Telle est bien l’originalité — et la cruelle méprise — du roman dont accouchent Musset et quelques autres. Le personnage y apparaît, dans les premières pages, comme une matière qui attendrait de recevoir sa forme — et sa force — des événements. Plus exactement, il est au commencement une volonté informe, pure et brutale, comme Lorenzo, qui cherche à accroître sa puissance, au sens spinoziste ou nietzschéen. Dans le roman classique de ce même XIXe siècle, pour faire bref, le récit avait pour fin de raconter l’odyssée d’une forme parmi les formes : le personnage, en son être, a des qualités que les aventures participent à dévoiler. Mais sa nature ne change substantiellement pas durant le roman : Rubempré est Rubempré dès son apparition. Le héros par excellence, Ulysse, est un héros d’endurance du début jusqu’à la fin de l’Odyssée : sa mise à l’épreuve entre-temps ne sert qu’à prouver sa qualité de héros. Sa volonté, en somme, se soumet toujours à son intelligence et à son idéal, éternel conflit entre Amour et Raison qui dure depuis Chrétien de Troyes et sert de trame au récit. Dans le roman du vouloir-vivre, en revanche, le héros apparaît d’emblée comme un homme sans qualités, une puissance qui attend d’être actualisée — ce que le recours au « je » facilite. Exemple le plus célèbre, quoiqu’offrant déjà une caricature : Ferdinand Bardamu, qui n’est que puissance libre au début du Voyage, s’engage dans l’armée comme dans l’existence, pour ne pas en rester « puceau » ; métaphore de la virginité de l’expérience humaine qu’on trouve déjà chez Musset — « l’humanité souleva sa robe, et me montra, comme à un adepte digne d’elle, sa monstrueuse nudité » (Lorenzaccio). Littérature essentialiste et apollinienne contre littérature existentialiste et dionysiaque, pour ainsi dire.

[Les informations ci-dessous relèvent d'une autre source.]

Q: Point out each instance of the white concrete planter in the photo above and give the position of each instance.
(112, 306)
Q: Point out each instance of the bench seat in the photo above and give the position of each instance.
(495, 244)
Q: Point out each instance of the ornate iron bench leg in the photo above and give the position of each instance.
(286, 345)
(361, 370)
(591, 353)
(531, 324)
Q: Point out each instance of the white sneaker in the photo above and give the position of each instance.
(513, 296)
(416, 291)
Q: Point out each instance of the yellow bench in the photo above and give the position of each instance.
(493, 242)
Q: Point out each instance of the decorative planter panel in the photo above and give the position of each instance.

Autre lieu littéraire où sévit cette intuition : le roman proustien, dans lequel le narrateur se montre même plus habile dans l’expression de sa volonté de vivre. Lui aussi manifeste un désir de connaître l’homme et le monde, mais le fait en exhibant la naissance d’une conscience qui se détermine, non pas grâce aux événements, puisque le sujet choisit lui-même de raconter ce qui lui advient, mais grâce aux sentiments qu’ils suscitent, la façon dont cela advient. Contrairement au roman balzacien classique où les débauchés, qui agissent « avec une incroyable insouciance, intrépides mangeurs, buveurs plus intrépides encore » sont nommés « viveurs », ne suscitent jamais l’intérêt du romancier, du moins sur le long terme, le monde dans lequel évolue le héros du vouloir-vivre ne lui préexiste pas mais se trouve entièrement reconstruit par la conscience totalisante. Dans les deux cas — Céline et Proust, les deux mentors de la littérature du XXe —, le personnage se conduit comme ce héros dont Musset dresse un portrait peu avantageux. Une fois l’existence absolutisée et le hic et nunc débarrassé de sa racine dans le ciel, l’on comprend que le personnage du roman du vouloir-vivre — et avec lui l’homme moderne dont il s’inspire —, de Musset à Céline jusqu’à ses pâles imitations, Matzneff et Houellebecq, n’ait plus qu’à pasticher, sur la terre, avec un enthousiasme feint, un bonheur qui lui était promis dans un ciel que ses pères ont décrété vide. Lorsqu’il s’en lassera — bientôt, sans doute, car même le vouloir-vivre ne veut plus vivre ainsi —, alors il retrouvera la foi et, avec elle, une littérature digne de lui.